AXIOMATIC-TKR
PubMed • Full text • ClinicalTrials.gov
Clinical Question
In patients who underwent total knee arthroplasty, does milvexian, an oral Factor XIa inhibitor, reduce the risk of postoperative venous thromboembolism?
Bottom Line
Certain dosing regimens of milvexian were superior to enoxaparin for prevention of postoperative venous thromboembolism and were associated with a comparatively similar risk of bleeding.
Major Points
Patients undergoing knee arthroplasty are at high risk of postoperative venous thromboembolism, and therefore they are a useful population to study the efficacy of new anticoagulants.
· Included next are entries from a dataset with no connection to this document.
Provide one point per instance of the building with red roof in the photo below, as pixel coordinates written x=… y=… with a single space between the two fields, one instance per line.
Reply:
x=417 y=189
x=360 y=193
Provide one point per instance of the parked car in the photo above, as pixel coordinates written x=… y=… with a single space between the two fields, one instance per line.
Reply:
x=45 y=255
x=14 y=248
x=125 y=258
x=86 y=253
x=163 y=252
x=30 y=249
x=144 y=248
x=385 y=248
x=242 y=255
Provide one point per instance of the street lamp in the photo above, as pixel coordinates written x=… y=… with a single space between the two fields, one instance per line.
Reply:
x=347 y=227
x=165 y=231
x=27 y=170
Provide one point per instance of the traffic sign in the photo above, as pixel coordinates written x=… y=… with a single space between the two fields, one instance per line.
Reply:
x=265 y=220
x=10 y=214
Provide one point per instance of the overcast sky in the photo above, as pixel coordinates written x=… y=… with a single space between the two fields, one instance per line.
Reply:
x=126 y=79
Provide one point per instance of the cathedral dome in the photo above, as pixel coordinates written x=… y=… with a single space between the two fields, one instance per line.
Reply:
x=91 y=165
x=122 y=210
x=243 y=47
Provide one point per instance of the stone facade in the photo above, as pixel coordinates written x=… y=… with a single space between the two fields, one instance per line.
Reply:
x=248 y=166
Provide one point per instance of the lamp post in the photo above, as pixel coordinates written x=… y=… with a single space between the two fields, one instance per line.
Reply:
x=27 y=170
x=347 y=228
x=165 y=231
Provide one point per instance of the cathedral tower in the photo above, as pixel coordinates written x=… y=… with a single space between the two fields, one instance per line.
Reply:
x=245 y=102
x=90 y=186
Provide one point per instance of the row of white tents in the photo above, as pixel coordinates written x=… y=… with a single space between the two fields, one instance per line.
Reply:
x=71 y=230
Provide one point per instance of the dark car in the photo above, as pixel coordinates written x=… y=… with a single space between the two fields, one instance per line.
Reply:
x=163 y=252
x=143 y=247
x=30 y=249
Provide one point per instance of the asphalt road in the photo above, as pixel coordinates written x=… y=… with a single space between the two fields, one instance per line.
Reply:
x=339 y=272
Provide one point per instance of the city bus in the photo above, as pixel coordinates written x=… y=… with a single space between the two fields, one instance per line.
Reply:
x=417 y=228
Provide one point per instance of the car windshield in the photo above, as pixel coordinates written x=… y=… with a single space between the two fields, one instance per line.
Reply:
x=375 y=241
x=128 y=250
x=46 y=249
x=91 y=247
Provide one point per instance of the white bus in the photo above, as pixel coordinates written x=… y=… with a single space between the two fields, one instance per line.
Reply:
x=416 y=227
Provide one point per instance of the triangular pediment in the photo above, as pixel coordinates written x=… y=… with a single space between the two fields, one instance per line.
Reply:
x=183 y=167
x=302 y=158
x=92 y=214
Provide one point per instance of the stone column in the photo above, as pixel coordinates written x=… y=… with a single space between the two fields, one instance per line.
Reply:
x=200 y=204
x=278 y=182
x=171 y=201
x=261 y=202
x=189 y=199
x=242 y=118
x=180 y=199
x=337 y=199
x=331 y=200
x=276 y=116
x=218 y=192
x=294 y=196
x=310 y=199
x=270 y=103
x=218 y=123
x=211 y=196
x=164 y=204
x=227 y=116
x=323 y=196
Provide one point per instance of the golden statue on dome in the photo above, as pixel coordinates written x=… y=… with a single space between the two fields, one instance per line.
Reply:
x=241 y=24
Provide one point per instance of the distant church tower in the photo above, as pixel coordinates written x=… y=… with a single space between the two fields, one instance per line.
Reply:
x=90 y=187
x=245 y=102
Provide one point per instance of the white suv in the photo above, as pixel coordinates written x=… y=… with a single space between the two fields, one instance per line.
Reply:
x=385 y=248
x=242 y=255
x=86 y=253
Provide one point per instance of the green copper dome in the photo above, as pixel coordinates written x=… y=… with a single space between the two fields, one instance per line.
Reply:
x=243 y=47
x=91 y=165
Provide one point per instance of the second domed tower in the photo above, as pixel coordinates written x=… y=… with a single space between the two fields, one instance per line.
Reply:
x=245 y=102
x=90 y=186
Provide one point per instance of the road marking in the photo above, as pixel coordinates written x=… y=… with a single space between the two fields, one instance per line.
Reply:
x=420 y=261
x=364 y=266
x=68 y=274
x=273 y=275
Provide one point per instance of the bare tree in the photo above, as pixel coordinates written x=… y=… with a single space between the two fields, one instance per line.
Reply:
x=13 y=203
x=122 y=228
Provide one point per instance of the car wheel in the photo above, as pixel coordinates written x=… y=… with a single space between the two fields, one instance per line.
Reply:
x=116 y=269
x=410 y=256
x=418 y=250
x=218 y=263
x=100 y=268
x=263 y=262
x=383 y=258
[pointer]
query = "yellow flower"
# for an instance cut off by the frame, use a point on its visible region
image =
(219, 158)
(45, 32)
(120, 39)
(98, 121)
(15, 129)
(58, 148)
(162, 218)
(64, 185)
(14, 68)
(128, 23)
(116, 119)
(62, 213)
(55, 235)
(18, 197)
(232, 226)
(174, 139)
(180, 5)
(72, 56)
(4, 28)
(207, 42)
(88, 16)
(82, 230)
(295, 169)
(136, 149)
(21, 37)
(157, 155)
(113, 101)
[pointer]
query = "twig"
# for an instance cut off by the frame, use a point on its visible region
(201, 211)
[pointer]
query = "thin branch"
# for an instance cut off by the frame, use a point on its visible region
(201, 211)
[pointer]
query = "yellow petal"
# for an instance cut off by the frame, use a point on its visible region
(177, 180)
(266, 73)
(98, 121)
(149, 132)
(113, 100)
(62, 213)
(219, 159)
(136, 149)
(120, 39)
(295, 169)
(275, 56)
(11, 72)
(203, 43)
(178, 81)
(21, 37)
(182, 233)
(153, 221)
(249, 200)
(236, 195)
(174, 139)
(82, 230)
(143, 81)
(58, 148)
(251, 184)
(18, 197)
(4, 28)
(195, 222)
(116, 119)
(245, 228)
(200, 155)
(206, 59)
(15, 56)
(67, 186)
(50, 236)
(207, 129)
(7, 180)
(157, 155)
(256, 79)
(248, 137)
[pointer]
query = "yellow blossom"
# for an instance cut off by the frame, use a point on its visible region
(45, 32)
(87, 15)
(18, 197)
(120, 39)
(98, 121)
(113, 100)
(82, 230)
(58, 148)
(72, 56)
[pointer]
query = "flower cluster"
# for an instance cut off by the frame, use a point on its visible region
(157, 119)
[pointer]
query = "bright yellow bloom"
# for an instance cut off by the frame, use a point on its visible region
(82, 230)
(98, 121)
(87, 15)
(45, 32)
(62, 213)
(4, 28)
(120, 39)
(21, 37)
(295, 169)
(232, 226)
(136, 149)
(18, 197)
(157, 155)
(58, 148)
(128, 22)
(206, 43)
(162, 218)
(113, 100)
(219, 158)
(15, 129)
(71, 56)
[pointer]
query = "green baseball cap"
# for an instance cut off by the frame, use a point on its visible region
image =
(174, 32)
Factor XI inhibitors are promising anticoagulation research agents because factor XI is important for thrombus growth, but has a smaller role in hemostasis.[1] Therefore, factor XI inhibition may reduce thrombosis risk without increasing bleeding risk as compared to other anticoagulants. This theory is further supported by patients with genetic factor XI deficiencies, who have a lower risk of VTE and stroke, but maintain hemostasis similar to the general population.[2] While there are have been previous studies investigating intravenous and subcutaneous factor XI inhibitors, milvexian is a promising oral factor XIa inhibitor.
The AXIOMATIC-TKR study randomized patients undergoing total knee replacement to post-operative milvexian vs enoxaparin. To evaluate dose-response, patient were randomized 1:1:1:1:1:1:2 to milvexian 25 mg twice daily, 100 mg twice daily, 200 mg twice daily, 25 mg daily, 200 mg daily, or enoxaprin 40 mg daily for 10-14 days after surgery. Notably, the 25 mg daily group was closed to randomization after an a priori analysis revealed a VTE incidence of 25%, which met the study's pre-specified criteria of insufficient efficacy. This group was subsequently replaced with a 50 mg daily group.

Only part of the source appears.